Interestingly, during the course of the case, the Federal Communications Commission (FCC) changed the regulatory status of mobile broadband data changed from non-common carrier to common carrier service subject to Title II of the Communications Act. Thus, even if the 9th Circuit had not ruled that common carriers are totally exempt from FTC oversight, it appeared that AT&T Mobility's policy of throttling mobile broadband would no longer be subject to FTC jurisdiction going forward. The 9th Circuit declined to rule on the question of whether the FTC's complaint would have remained valid for the period prior to the reclassification of mobile broadband.

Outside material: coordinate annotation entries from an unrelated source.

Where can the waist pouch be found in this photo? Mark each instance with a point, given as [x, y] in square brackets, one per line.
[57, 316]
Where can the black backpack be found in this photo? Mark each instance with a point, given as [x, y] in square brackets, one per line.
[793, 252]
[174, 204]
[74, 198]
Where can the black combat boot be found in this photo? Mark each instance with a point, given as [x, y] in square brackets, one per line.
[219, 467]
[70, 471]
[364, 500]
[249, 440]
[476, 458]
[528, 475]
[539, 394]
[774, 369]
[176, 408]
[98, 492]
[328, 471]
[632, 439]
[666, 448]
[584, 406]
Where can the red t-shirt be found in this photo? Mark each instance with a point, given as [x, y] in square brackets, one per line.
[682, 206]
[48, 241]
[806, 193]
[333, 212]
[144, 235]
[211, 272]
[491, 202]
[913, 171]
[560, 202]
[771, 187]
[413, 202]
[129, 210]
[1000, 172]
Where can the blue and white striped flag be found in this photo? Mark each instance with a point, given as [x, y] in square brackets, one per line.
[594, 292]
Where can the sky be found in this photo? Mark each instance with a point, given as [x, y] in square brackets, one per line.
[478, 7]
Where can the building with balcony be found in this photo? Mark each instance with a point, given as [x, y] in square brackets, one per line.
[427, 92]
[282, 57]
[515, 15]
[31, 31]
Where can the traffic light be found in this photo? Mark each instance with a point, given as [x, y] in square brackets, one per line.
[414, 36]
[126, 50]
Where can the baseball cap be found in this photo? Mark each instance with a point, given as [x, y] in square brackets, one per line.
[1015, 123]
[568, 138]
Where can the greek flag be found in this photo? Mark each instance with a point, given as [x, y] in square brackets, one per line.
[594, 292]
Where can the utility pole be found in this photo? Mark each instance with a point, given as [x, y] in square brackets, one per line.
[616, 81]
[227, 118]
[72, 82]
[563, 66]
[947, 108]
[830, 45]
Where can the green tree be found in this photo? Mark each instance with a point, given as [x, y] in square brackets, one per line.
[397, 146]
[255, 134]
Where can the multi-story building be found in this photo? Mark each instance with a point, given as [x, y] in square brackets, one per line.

The 9th Circuit's opinion expressly noted that the FCC has not only applied the Communications Act to mobile broadband, but it announced in 2015 that it was seeking a $100 million fine against AT&T Mobility for its data throttling practices. The FCC ruled that it was "misleading and inaccurate" for AT&T Mobility to claim that customers' data plans were "unlimited" when the data plan was "in fact subject to prolonged speed reductions after a customer used a set amount of data." (Notice of Apparent Liability for Forfeiture and Order, 30 F.C.C. Rcd. 6613 (2015).) The reference to the FCC's action against AT&T Mobility was not necessary to its analysis of the FTC complaint, so it seems reasonable to conclude that the 9th Circuit wanted to make clear that consumers would not be unprotected despite its decision to shield AT&T Mobility from FTC oversight. The problem is that the FTC has authority to force companies to make restitution to consumers, but the FCC does not. AT&T Mobility has opposed the FCC fine, but even if the FCC imposes a fine on AT&T Mobility for data throttling, consumers will not receive refunds. Rather, the penalty goes to the U.S. Treasury.

The effect of the 9th Circuit's opinion remains to be seen. The FTC is reported to be considering whether to appeal to the U.S. Supreme Court. In the interim, however, consumers in California will have to resort to litigation - either by filing a complaint at the FCC, or perhaps a contract-based complaint in court - to seek relief from deceptive or unfair practices of common carriers.